Wednesday, June 15, 2005

A curator's work is never done

….at least when it involves a fledgling start-up museum, however serious.

My initial curatorial duties on behalf of the Museum of the American Cocktail were to augment the temporary display area in the room designated for us on the second floor of the New Orleans Pharmacy Museum. I turned built in bookshelves into displays and filled low, Victorian-era display cases. I designed freestanding partitions to create more wall graphic display space and to make three areas out of one. I designed all of the graphic captioning that told the major story and I wrote the narrative sequence that WAS the story, 1806 to present. I wrote the scores of little captions that graced specific displays, and I oversaw the printing/cutting/mounting of all of this. I subdivided the real estate and created islands of information, like a timeline, and unpacked and arranged the hundreds of contributed artifacts into their respective areas.

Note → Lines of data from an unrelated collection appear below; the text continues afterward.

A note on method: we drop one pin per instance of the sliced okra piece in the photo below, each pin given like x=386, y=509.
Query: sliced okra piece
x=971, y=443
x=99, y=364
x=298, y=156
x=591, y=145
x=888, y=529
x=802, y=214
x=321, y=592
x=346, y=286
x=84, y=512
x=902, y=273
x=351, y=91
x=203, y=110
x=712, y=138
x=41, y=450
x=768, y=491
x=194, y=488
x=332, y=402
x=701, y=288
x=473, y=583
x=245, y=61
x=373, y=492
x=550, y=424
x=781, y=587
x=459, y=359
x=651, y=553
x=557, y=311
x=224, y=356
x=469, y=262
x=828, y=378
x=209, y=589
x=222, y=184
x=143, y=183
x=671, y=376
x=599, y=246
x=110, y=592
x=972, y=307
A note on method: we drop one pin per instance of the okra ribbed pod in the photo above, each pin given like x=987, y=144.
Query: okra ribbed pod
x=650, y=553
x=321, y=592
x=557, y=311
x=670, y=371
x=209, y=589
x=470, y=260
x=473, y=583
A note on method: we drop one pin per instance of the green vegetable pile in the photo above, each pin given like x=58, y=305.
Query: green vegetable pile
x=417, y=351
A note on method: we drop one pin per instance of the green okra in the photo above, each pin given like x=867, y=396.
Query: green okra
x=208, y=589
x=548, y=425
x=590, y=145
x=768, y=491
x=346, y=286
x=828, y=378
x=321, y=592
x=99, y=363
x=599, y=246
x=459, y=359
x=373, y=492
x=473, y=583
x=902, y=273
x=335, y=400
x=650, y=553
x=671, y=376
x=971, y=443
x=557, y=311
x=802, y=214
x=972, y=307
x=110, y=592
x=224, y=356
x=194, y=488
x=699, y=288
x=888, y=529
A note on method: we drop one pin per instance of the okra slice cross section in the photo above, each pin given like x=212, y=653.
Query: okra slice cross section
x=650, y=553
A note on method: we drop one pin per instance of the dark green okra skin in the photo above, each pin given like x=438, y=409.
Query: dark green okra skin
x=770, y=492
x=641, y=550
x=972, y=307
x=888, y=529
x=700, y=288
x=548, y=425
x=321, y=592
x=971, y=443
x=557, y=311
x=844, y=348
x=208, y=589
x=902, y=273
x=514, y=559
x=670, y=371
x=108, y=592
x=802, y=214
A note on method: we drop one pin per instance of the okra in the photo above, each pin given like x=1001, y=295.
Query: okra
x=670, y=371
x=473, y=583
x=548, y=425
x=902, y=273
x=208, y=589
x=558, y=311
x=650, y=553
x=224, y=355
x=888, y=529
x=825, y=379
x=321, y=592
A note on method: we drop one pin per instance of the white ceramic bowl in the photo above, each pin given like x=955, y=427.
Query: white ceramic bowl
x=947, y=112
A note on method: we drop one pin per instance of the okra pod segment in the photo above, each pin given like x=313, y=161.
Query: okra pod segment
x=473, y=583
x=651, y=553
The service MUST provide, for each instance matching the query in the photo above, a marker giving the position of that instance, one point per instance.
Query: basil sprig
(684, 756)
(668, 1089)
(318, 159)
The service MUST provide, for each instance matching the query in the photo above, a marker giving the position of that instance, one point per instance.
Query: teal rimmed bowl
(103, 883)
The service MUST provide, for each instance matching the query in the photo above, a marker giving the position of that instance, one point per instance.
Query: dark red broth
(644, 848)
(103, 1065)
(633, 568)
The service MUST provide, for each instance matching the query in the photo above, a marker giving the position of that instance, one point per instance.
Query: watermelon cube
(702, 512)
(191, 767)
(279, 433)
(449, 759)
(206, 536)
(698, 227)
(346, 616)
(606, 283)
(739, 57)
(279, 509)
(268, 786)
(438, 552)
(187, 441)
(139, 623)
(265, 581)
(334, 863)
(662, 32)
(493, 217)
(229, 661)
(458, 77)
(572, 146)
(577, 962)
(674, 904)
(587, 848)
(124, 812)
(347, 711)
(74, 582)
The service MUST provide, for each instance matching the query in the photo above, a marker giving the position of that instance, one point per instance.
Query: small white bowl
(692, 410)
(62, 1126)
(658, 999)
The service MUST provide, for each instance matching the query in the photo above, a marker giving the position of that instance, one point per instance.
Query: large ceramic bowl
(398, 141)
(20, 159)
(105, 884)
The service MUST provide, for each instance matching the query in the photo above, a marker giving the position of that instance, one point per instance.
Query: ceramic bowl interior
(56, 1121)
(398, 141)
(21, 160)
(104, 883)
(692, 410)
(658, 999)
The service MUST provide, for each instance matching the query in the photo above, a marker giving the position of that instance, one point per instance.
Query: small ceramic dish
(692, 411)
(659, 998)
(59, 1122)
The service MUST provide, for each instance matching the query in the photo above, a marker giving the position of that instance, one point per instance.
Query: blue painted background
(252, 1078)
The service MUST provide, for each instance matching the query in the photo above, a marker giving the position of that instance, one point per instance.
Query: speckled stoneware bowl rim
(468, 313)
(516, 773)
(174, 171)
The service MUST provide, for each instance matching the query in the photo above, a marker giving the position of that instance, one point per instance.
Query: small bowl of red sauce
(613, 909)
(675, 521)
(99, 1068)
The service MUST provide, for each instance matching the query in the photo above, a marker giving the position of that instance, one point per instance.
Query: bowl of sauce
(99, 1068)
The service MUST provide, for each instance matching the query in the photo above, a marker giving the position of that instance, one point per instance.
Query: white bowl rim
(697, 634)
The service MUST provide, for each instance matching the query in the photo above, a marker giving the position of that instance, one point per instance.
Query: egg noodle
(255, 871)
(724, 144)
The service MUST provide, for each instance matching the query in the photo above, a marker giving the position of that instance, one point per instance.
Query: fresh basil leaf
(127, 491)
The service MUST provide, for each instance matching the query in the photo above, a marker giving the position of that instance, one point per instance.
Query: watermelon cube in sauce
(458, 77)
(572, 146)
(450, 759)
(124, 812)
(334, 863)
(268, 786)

All of this work occurred in December here in Los Angeles and between January 3rd and 12th in New Orleans where the planning and designing gave way to installation. The display is a sort of a preface. It is a temporary exhibit meant to raise awareness of the organization, to convince the Press that it was no silly joke - that the history and our treatment of it was a serious and consequential endeavor, to promote monetary contributions from spirits companies and the memberships of others, to augment seminars given under the Museum banner, and mainly, most urgently, to provide a taste of what might be accomplished given our own homeplace - a bit of real estate finagling needing to be scheduled before the end of September when we lose the space the Pharmacy Museum so kindly provided for us.

We believe we have now found such a space. While the specifics are under wraps as details are hammered out, contracts drawn up, and final negotiations completed, the museum board feels assured enough that it is time once again for me to go into design mode. Unlike the current display, there is no "repurposing" display cases and book shelves. All must be built anew to match the pristine restored space into which all will be installed. While this is additional work, it allows and presumes display areas suited perfectly to the story we are telling. The additional space allows us the luxury of instilling quite a bit more design drama to the presentation as well.

All of this begins Monday when I fly into New Orleans for three days to photograph, measure, and extrapolate the space and its potentials. I’ll be back there in August as an author for Southern Comfort’s Tales of the Cocktail, (a yearly event, also of three days, that celebrates the cocktail by importing those who are celebrated for writing about it - and giving the public access) and then at the end of September when all the artifacts must again be packed up, transported, and arranged in their new home. I’ll update everyone here as plans progress, and suggest checking out museumoftheamericancocktail.org occasionally for additional info.